Monday, June 18, 2012
School Deciles Cause Racial Divide
In the early 1990s schools were provided with a decile ranking based on the socio-economic data on the school community. The intention was to provide more funding to schools where communities lacked financial resources, the lower the decile, the greater the funding. The intention of the ranking was to create greater equity across schools by targeting funding to schools with greater needs, however, it has had the opposite affect.
Recent Ministry of education figures have revealed that low decile schools now have half the number of pakeha children attending them than in 2000, revealing a growing racial divide between high and low decile schools. The reasons are many and cannot simply be described as "white flight", as many have labeled the movement, but has more to do with income and perceptions of quality.
Maori and Pacifica families dominate the numbers of families on the lowest incomes and tend to live in areas of cheaper housing. Most of our cities have seen greater definition between suburban areas over the last twenty years, where those who have certain incomes and cultural backgrounds tend to live in communities that reflect them. We even have examples of the Government shifting state and low income housing from areas that are becoming more affluent, mixed income communities are not encouraged.
My own experience supports what has happened to New Zealand society, my parents bought a house in south Invercargill in the 1970's and I attended the local secondary school. The community we lived in was a mixed community with professional people and unqualified workers living beside each other. My secondary school was well regarded for both sporting and academic achievement and a had good mix of cultural backgrounds. Almost forty years later and, after schooling reviews, reorganizations and two name changes, it has become a predominantly Maori/Pacifika school with a declining roll. It is now regarded as the last option for many parents.
School decile rankings have been mistakingly used as an indication of quality and this has been supported by the real estate industry where a quick search will find advertisements that promote areas for their proximity to "top schools". The 1991 National Government removed zoning to allow parents to shift their children to the schools perceived as better than others and schools had the ability to skew enrollments to suit themselves. Since the return of zoning "popular" schools have the ability to ballot spaces for children outside their zone but they tend to use discriminating criteria, like a past family connection, that is able to exclude many children according to their family background.

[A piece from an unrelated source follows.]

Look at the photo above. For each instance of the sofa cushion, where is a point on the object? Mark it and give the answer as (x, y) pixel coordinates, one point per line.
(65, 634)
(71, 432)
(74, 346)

The quality of teaching in low decile schools is generally very high as their teachers need to be highly skilled to meet a range of needs and accommodate diverse cultural backgrounds. Low decile schools offer rich and stimulating learning environments but do have many challenges to overcome. Boards of Trustees in in less affluent communities do not have the same levels of expertise as more affluent communities where those with professional skills can oversee the likes of building maintenance and finance.
Although low decile schools receive greater funding, affluent schools have more effective fundraising and expect parents to provide larger donations. Although public schools cannot charge fees there is much pressure placed on families to pay the donations and children are sometimes excluded from activities or trips if the "donations" haven't been paid. I know of struggling parents who have automatic payments going to their schools to minimize the stress of large bills and some struggling families even end up shifting their children to a lower decile school because the level of donations are beyond their means.
The current Government talks about the need to raise achievement in our Maori and Pasifika children and have implied that poor teaching is a major factor in underachievement. When many of our low decile schools are predominantly Maori or Pasifika this creates an impression that such schools are plagued by poor teaching. In reality many of these schools have great ERO reports and provide excellent learning environments. The fact that this Government is targeting low decile communities for their flawed Charter Schools and learn in the job teacher training schemes is concerning when neither experiment would be contemplated for an affluent community.
While the decile system was an attempt to create greater equity across poor and affluent communities it has instead highlighted differences and has made them more pronounced. Our urban communities are becoming less diverse and we now see communities divided and informally segregated according to income and race. The Spirit Level provided evidence to show that the more economically divided a nation is, the greater the likelihood of negative social and economic outcomes. We need to address the growing disparities between our communities and a review of our school decile ranking system should be part of that.